The first thing I thought when I saw this announcement of Lana Del Rey’s new single “West Coast” off her upcoming album Ultraviolence, was, “Oh, wow, she’s brunette now. I wonder where she’s going to go with that.”
I’ve written before about the importance of Lana Del Rey’s image in her music, and how that image has also inspired waves of internet hate. “Lana Del Rey appeals to good girls because she’s the quintessential romantic bad girl: sultry, pouty, with thin white tee shirts and tiny denim shorts, the kind of girl who’d be leaning up against her boyfriend’s hot rod in the school parking lot,” I wrote about her first album.
Why is Lady Gaga praised for her careful cultivation of an image, while Lana Del Rey is consistently derided for it? A few reasons. Gaga has proven herself a masterful performer, bringing her image to life. Del Rey’s live performances are frequently described by those who have attended as low-energy, somewhat awkward and unpolished. That creates the impression that her image is just that — an image, not a living force. Lana Del Rey’s persona exists in a photograph; Lady Gaga’s exists on a stage, in a taxi cab, on the street, on the catwalk.
I think there could be another factor at play, though. Lady Gaga’s image is built on high fashion, decadence, sophistication. Lana Del Rey claims a trailer trash origin story and a blue collar aesthetic. She infuses romance into seedy, rundown places and unlike Taylor Swift (another carefully cultivated pop-image with a blue collar, small town origin story — despite being the daughter of a banker), Del Rey doesn’t make them cute. In Swift’s high school fairytale, the tomboy falls in love with the football star and pines for him from the bleachers while he hangs out with his cheerleader girlfriend. In Del Rey’s fantasy high school, the heroine is getting pregnant under those bleachers, and the football player still doesn’t love her.

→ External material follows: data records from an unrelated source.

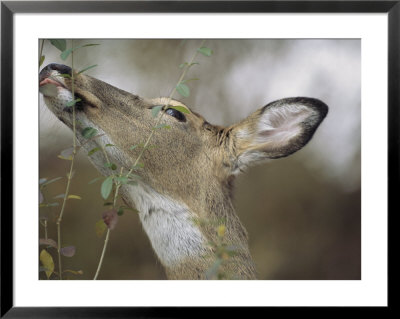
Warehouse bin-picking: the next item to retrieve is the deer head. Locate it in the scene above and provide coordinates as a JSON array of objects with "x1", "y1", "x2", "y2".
[{"x1": 40, "y1": 63, "x2": 328, "y2": 279}]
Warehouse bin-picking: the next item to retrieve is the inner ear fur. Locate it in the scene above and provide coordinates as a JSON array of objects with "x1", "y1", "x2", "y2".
[{"x1": 231, "y1": 97, "x2": 328, "y2": 170}]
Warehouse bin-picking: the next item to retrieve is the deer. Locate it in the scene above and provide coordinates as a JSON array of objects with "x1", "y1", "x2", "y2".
[{"x1": 39, "y1": 62, "x2": 328, "y2": 279}]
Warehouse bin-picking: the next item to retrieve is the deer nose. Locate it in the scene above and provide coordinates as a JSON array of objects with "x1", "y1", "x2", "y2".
[{"x1": 39, "y1": 63, "x2": 72, "y2": 82}]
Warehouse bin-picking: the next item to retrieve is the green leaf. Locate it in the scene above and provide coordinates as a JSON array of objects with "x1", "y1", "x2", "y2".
[
  {"x1": 105, "y1": 144, "x2": 114, "y2": 147},
  {"x1": 153, "y1": 124, "x2": 171, "y2": 130},
  {"x1": 151, "y1": 105, "x2": 163, "y2": 118},
  {"x1": 77, "y1": 64, "x2": 98, "y2": 75},
  {"x1": 68, "y1": 195, "x2": 81, "y2": 200},
  {"x1": 59, "y1": 73, "x2": 71, "y2": 78},
  {"x1": 179, "y1": 63, "x2": 187, "y2": 69},
  {"x1": 181, "y1": 78, "x2": 199, "y2": 84},
  {"x1": 81, "y1": 127, "x2": 98, "y2": 139},
  {"x1": 100, "y1": 176, "x2": 113, "y2": 199},
  {"x1": 88, "y1": 147, "x2": 101, "y2": 156},
  {"x1": 104, "y1": 162, "x2": 117, "y2": 170},
  {"x1": 169, "y1": 105, "x2": 190, "y2": 114},
  {"x1": 41, "y1": 202, "x2": 59, "y2": 208},
  {"x1": 131, "y1": 163, "x2": 144, "y2": 170},
  {"x1": 40, "y1": 177, "x2": 63, "y2": 187},
  {"x1": 63, "y1": 269, "x2": 83, "y2": 275},
  {"x1": 103, "y1": 202, "x2": 113, "y2": 206},
  {"x1": 57, "y1": 155, "x2": 72, "y2": 161},
  {"x1": 115, "y1": 176, "x2": 128, "y2": 184},
  {"x1": 176, "y1": 83, "x2": 190, "y2": 97},
  {"x1": 95, "y1": 219, "x2": 107, "y2": 238},
  {"x1": 66, "y1": 98, "x2": 81, "y2": 107},
  {"x1": 53, "y1": 194, "x2": 65, "y2": 199},
  {"x1": 49, "y1": 39, "x2": 67, "y2": 52},
  {"x1": 119, "y1": 205, "x2": 138, "y2": 213},
  {"x1": 88, "y1": 176, "x2": 103, "y2": 184},
  {"x1": 60, "y1": 48, "x2": 73, "y2": 61},
  {"x1": 39, "y1": 55, "x2": 45, "y2": 67},
  {"x1": 117, "y1": 208, "x2": 124, "y2": 216},
  {"x1": 60, "y1": 43, "x2": 100, "y2": 61},
  {"x1": 197, "y1": 47, "x2": 213, "y2": 57},
  {"x1": 40, "y1": 249, "x2": 54, "y2": 279}
]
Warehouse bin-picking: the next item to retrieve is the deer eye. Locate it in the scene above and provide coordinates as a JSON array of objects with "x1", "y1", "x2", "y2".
[{"x1": 165, "y1": 108, "x2": 186, "y2": 122}]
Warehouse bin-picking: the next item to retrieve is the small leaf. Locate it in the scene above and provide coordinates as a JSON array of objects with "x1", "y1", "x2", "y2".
[
  {"x1": 105, "y1": 144, "x2": 114, "y2": 147},
  {"x1": 59, "y1": 73, "x2": 71, "y2": 78},
  {"x1": 104, "y1": 162, "x2": 117, "y2": 170},
  {"x1": 60, "y1": 48, "x2": 73, "y2": 61},
  {"x1": 39, "y1": 83, "x2": 58, "y2": 97},
  {"x1": 117, "y1": 207, "x2": 124, "y2": 216},
  {"x1": 115, "y1": 176, "x2": 128, "y2": 184},
  {"x1": 49, "y1": 39, "x2": 67, "y2": 52},
  {"x1": 68, "y1": 195, "x2": 81, "y2": 200},
  {"x1": 39, "y1": 55, "x2": 45, "y2": 67},
  {"x1": 153, "y1": 124, "x2": 171, "y2": 130},
  {"x1": 151, "y1": 105, "x2": 163, "y2": 118},
  {"x1": 102, "y1": 209, "x2": 118, "y2": 230},
  {"x1": 95, "y1": 219, "x2": 107, "y2": 237},
  {"x1": 103, "y1": 202, "x2": 113, "y2": 206},
  {"x1": 217, "y1": 225, "x2": 226, "y2": 238},
  {"x1": 61, "y1": 43, "x2": 100, "y2": 60},
  {"x1": 39, "y1": 202, "x2": 59, "y2": 208},
  {"x1": 181, "y1": 78, "x2": 199, "y2": 84},
  {"x1": 60, "y1": 147, "x2": 74, "y2": 159},
  {"x1": 176, "y1": 83, "x2": 190, "y2": 97},
  {"x1": 129, "y1": 145, "x2": 139, "y2": 151},
  {"x1": 57, "y1": 155, "x2": 72, "y2": 161},
  {"x1": 197, "y1": 47, "x2": 213, "y2": 57},
  {"x1": 40, "y1": 249, "x2": 54, "y2": 279},
  {"x1": 169, "y1": 105, "x2": 190, "y2": 114},
  {"x1": 88, "y1": 176, "x2": 103, "y2": 184},
  {"x1": 39, "y1": 238, "x2": 57, "y2": 249},
  {"x1": 119, "y1": 205, "x2": 138, "y2": 213},
  {"x1": 66, "y1": 98, "x2": 81, "y2": 107},
  {"x1": 131, "y1": 163, "x2": 144, "y2": 170},
  {"x1": 81, "y1": 127, "x2": 98, "y2": 139},
  {"x1": 77, "y1": 64, "x2": 98, "y2": 75},
  {"x1": 60, "y1": 246, "x2": 76, "y2": 257},
  {"x1": 101, "y1": 176, "x2": 113, "y2": 199},
  {"x1": 179, "y1": 63, "x2": 187, "y2": 68},
  {"x1": 88, "y1": 147, "x2": 101, "y2": 156},
  {"x1": 63, "y1": 269, "x2": 83, "y2": 275},
  {"x1": 53, "y1": 193, "x2": 65, "y2": 199}
]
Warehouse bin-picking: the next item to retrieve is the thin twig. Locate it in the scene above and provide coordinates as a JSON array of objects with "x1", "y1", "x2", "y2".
[{"x1": 56, "y1": 39, "x2": 78, "y2": 280}]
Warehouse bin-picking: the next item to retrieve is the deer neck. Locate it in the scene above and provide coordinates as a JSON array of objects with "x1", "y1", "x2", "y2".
[{"x1": 119, "y1": 181, "x2": 257, "y2": 279}]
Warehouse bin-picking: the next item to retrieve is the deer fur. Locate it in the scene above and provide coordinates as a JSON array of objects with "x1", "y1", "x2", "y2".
[{"x1": 40, "y1": 63, "x2": 328, "y2": 279}]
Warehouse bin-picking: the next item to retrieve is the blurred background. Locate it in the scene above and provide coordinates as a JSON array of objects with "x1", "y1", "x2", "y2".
[{"x1": 39, "y1": 39, "x2": 360, "y2": 280}]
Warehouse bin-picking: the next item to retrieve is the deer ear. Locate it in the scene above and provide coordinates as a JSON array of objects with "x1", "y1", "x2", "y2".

Maybe some people just prefer the glamour of a Lady Gaga (or the tamer glamour of a Taylor Swift) over Lana Del Rey’s trashy bad-girl image. Maybe some people resent that she claims a hard-knock reputation that she didn’t really “earn.” But maybe there’s another factor at play: Del Rey is singing about things people like to sweep under the rug. No, not in a big social-change way; it’s probably hardly intentional. But look at her early videos, which frequently starred tattooed model Bradley Soileau — he looks like the kind of guy you’d see in a parking lot, who’d make you want to get to your car a little faster. And then there’s the rumors (and derision) surrounding Del Rey’s supposed plastic surgery — sometimes I wonder if she wants people to wonder. Her songs are so often about the things women do to seem attractive and desirable in a world that expects flawless beauty. Del Rey would be far from the first singer to get plastic surgery to fit a popular image — but she would be one of the first mainstream artists who used it to make people feel uncomfortable about beauty standards.
I have to admit, “West Coast” doesn’t have me excited for the new album — it’s very repetitive, and it doesn’t have the drama of “Blue Jeans” or “Born to Die,” or the sweet sadness of “Video Games.” But I’m excited for the collaborations with The Black Keys’s Dan Auerbach, and I’m interested in where Del Rey is going next.